Use atop fusion in dask dataframe #4229

mrocklin · 2018-11-20T17:53:31Z

The high level atop fusion layers can be used in dask dataframe as well as dask array. Today this makes it cheaper to perform task fusion on dataframes with many partitions. In the future this should make it easier to build more sophisticated high level optimizations.

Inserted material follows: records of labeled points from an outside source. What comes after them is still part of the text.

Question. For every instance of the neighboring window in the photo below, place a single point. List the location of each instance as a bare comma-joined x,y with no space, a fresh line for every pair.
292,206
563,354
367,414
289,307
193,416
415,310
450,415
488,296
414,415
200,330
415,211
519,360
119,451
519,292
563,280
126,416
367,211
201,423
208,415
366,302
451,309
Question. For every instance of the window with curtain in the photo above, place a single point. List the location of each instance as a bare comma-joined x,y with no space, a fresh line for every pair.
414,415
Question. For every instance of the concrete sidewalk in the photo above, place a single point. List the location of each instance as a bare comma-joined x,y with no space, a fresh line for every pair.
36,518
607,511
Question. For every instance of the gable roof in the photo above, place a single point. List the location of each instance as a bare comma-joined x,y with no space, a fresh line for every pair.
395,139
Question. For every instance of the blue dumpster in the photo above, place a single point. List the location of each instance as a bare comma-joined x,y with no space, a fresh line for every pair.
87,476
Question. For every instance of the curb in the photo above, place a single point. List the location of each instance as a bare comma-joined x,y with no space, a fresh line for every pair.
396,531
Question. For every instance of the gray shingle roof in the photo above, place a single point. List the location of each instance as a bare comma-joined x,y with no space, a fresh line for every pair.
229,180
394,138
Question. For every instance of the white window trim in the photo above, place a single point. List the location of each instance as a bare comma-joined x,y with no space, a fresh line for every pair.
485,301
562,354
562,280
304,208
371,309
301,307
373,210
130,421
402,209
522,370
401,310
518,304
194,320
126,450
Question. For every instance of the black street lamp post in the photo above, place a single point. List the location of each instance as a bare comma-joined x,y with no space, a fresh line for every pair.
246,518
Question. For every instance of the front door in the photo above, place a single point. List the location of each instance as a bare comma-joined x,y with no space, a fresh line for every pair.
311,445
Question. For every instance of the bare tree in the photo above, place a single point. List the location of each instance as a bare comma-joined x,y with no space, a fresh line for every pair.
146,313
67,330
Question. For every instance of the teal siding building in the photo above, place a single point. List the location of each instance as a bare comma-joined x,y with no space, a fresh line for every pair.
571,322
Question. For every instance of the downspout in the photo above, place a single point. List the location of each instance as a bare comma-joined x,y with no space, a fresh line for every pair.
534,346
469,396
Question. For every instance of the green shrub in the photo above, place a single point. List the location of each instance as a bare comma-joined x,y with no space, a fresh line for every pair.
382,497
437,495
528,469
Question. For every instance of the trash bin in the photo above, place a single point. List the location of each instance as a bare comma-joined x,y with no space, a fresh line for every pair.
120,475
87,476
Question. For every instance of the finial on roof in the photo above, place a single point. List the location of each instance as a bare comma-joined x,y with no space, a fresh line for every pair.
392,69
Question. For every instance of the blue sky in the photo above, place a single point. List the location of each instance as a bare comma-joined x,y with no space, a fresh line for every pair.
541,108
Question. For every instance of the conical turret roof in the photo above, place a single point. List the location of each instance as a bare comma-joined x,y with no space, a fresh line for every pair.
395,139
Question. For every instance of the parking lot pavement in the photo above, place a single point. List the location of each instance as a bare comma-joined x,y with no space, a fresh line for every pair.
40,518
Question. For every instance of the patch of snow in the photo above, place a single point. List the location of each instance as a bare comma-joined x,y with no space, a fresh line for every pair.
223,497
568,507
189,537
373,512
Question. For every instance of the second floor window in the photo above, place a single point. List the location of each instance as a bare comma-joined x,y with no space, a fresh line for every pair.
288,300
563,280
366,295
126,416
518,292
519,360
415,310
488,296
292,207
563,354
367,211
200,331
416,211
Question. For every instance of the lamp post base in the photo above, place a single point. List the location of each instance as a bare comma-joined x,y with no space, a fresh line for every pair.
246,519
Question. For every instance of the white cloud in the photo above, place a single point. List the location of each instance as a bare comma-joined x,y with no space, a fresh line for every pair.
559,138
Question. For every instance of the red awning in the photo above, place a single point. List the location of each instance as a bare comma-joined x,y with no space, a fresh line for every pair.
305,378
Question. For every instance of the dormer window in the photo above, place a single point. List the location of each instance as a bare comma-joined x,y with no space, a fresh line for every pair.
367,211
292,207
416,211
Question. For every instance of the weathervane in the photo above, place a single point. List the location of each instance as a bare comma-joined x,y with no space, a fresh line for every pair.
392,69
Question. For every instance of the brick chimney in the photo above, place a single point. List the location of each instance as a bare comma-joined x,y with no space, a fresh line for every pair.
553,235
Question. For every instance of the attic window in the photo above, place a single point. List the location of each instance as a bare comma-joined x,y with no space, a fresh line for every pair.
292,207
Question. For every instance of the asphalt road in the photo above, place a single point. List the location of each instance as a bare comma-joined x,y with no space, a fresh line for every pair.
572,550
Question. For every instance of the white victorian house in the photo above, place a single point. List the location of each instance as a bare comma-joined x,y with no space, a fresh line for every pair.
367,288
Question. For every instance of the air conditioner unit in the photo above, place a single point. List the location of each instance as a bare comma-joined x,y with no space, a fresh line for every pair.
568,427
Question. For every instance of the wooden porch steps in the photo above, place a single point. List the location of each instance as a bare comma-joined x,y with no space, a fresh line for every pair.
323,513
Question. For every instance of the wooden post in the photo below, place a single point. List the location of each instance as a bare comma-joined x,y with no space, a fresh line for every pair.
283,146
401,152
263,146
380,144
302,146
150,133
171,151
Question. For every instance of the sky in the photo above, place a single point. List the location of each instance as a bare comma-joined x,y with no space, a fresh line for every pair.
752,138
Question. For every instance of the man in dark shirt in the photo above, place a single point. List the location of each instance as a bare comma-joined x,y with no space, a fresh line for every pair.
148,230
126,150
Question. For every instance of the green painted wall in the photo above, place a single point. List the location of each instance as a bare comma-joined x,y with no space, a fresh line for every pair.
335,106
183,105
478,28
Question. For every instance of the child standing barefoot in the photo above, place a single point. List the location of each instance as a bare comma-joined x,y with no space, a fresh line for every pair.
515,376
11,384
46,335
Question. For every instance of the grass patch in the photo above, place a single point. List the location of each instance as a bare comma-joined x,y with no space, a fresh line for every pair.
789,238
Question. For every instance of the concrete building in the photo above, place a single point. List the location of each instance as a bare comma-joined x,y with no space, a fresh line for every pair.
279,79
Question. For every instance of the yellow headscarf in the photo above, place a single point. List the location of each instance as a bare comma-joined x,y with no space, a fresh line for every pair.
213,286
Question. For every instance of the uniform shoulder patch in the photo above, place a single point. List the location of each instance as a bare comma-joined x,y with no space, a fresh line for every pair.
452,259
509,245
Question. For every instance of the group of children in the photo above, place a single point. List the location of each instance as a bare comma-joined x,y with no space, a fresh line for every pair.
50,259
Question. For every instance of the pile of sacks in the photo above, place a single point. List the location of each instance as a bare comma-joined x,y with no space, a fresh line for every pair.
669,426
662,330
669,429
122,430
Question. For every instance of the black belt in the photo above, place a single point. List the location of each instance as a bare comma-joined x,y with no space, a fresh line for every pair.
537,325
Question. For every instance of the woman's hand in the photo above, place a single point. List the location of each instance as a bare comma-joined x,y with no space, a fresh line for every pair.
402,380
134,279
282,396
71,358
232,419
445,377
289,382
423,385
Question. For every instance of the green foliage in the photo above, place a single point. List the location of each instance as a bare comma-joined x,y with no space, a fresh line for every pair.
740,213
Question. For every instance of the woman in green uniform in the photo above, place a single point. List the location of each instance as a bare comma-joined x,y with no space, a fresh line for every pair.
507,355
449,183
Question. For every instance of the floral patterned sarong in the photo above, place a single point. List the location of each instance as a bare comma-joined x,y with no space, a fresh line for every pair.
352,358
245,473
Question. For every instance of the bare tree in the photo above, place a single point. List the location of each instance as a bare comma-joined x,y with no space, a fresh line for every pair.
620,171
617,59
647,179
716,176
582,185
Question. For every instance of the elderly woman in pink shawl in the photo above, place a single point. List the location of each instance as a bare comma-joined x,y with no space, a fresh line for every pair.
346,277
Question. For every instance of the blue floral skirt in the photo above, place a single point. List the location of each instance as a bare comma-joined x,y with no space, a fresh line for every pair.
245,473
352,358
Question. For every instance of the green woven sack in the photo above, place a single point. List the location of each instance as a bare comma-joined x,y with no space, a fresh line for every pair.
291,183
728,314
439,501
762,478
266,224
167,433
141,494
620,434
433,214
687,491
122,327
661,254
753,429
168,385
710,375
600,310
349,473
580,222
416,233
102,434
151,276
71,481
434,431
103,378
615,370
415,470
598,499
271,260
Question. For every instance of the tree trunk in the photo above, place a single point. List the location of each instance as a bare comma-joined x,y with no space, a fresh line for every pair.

This currently builds on #4092

This currently breaks tests. There is a fair amount that we can clean up in both dask.dataframe's broadcast operations (map_partitions, elemwise) and in the dask.array.atop code.

Tests added / passed
Passes flake8 dask

mrocklin · 2018-11-30T16:25:16Z

OK, most dataframe tests pass here now

…ame-atop

mrocklin · 2018-12-10T23:58:19Z

OK, this is ready for review. There is some future work though:

Regression: I've turned off dataframe-parquet column projection for now. (The previous implementation was very brittle). I think that we'll want to redo it anyway in short order.
I think that we should rename atop to blockwise, or something else (see Better name for atop? #4035)
There are issues around fusing diamond-like atop graphs. We might need to repeat some of the work of @jcrist and @eriknw at a higher level.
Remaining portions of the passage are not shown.